Emmanuel Macron promet rénovation de 44 000 écoles face au réchauffement climatique
Le président de la République continue son travail sur l'éducation. Ce mardi 5 septembre 2023, Emmanuel Macron a souligné l'importance de la modernisation énergétique des établissements scolaires, notamment des écoles, collèges et lycées.
Une nouvelle phase du projet de réforme de l’éducation est en cours. Le mardi 5 septembre 2023, Emmanuel Macron a souligné l’importance de la rénovation énergétique des écoles, collèges et lycées.
Des milliers d’équipements sportifs et un vaste plan de rénovation pour les bâtiments scolaires, connus pour leur inefficacité énergétique : telles ont été les annonces d’Emmanuel Macron ce mardi en matière d’éducation, un thème qu’il semble avoir désormais fait sien.
Alors que la rentrée scolaire n’en est qu’à son deuxième jour, le président de la République a déjà beaucoup de tâches à accomplir. Après avoir abordé le calendrier des vacances, le programme d’histoire et le code vestimentaire, il a ouvert le volet de la rénovation énergétique des écoles, collèges et lycées.
44 000 écoles à rénover
Le président a de grandes ambitions : « Notre objectif est de pouvoir rénover 40 000 à 44 000 écoles dans les dix prochaines années », a-t-il déclaré lors d’une visite au collège Daniel Argote à Orthez (Pyrénées-Atlantiques). Les enjeux sont déjà manifestes, alors que 12 millions d’élèves viennent de retourner à l’école en pleine vague de chaleur.

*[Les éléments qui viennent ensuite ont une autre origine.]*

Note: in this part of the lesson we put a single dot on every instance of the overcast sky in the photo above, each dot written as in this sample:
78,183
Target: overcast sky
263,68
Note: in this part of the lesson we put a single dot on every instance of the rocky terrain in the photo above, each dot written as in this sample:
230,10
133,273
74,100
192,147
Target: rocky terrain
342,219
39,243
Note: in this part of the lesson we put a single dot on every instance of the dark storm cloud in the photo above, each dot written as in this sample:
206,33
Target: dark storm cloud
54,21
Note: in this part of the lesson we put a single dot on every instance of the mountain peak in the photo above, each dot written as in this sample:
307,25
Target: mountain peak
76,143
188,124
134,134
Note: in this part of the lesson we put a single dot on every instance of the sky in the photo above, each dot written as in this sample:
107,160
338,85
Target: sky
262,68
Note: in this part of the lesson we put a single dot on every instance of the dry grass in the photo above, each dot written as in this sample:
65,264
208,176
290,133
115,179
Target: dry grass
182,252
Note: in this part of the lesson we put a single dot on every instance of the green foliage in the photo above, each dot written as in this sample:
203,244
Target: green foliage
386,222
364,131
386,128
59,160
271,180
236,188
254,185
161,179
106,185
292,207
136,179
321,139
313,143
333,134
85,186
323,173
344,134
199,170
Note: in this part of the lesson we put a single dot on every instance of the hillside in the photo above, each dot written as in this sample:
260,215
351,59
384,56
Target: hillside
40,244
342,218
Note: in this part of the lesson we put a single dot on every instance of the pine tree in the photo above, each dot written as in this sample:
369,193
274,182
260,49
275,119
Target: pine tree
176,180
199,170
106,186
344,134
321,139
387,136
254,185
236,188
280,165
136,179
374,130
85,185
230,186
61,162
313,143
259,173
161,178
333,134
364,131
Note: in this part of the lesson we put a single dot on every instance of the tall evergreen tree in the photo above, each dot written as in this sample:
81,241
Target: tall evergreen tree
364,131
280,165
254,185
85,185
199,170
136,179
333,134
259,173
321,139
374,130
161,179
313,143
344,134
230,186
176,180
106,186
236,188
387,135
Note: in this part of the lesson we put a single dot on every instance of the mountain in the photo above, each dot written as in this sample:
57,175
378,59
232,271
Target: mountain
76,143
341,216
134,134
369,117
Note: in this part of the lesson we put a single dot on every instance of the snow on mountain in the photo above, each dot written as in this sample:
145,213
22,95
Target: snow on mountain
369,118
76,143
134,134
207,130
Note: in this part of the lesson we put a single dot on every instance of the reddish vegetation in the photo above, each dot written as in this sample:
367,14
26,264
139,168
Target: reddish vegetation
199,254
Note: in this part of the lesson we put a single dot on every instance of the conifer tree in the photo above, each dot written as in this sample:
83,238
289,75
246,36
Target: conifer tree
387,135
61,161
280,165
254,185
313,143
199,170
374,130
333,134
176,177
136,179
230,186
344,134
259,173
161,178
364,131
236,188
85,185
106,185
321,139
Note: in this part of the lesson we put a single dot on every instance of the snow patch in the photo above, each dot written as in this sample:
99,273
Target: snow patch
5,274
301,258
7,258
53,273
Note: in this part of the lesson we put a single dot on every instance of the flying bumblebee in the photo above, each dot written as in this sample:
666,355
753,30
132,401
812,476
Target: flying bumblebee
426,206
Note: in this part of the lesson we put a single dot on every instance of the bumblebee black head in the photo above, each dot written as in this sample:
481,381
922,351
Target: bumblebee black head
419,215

Pour atteindre cet objectif et « généraliser » cette rénovation énergétique, « nous allons prendre une série d’initiatives », a ajouté Emmanuel Macron. Le « fonds vert » créé l’année dernière sera ainsi sollicité à hauteur de 500 millions d’euros en 2024. La Caisse des Dépôts s’engage également, avec une promesse de prêts de 2 milliards d’euros d’ici 2027 via la Banque des Territoires.
Ces efforts doivent être mis en perspective avec les 40 milliards d’euros nécessaires pour rénover les quelque 49 000 écoles de France et réduire leur consommation d’énergie de 40%, selon le plan présenté par le gouvernement en mai.
« Il est bon de continuer à insister sur cette question », mais « ce n’est pas suffisant, il faut aller plus loin », a réagi Guillaume Perrin, coordinateur du programme ACTEE, qui regroupe les collectivités locales en charge des bâtiments scolaires.
Des mécontentements
Certains mécontents n’ont pas pu assister à la visite présidentielle : une soixantaine de syndicalistes et de militants de gauche ont manifesté pour « la défense de l’école publique », qu’ils estiment menacée par les décisions de l’exécutif.
« On nous parle de sport, de SNU (Service national universel), de laïcité, mais ça ne parle de rien ! Nous, on veut parler de salaires, de moyens et d’égalité. »Dimitri DesurmonCGT Educ’action
En attendant, le président de la République a poursuivi la présentation de son programme, accompagné du ministre de l’Éducation nationale, Gabriel Attal, et du maire de Pau, François Bayrou.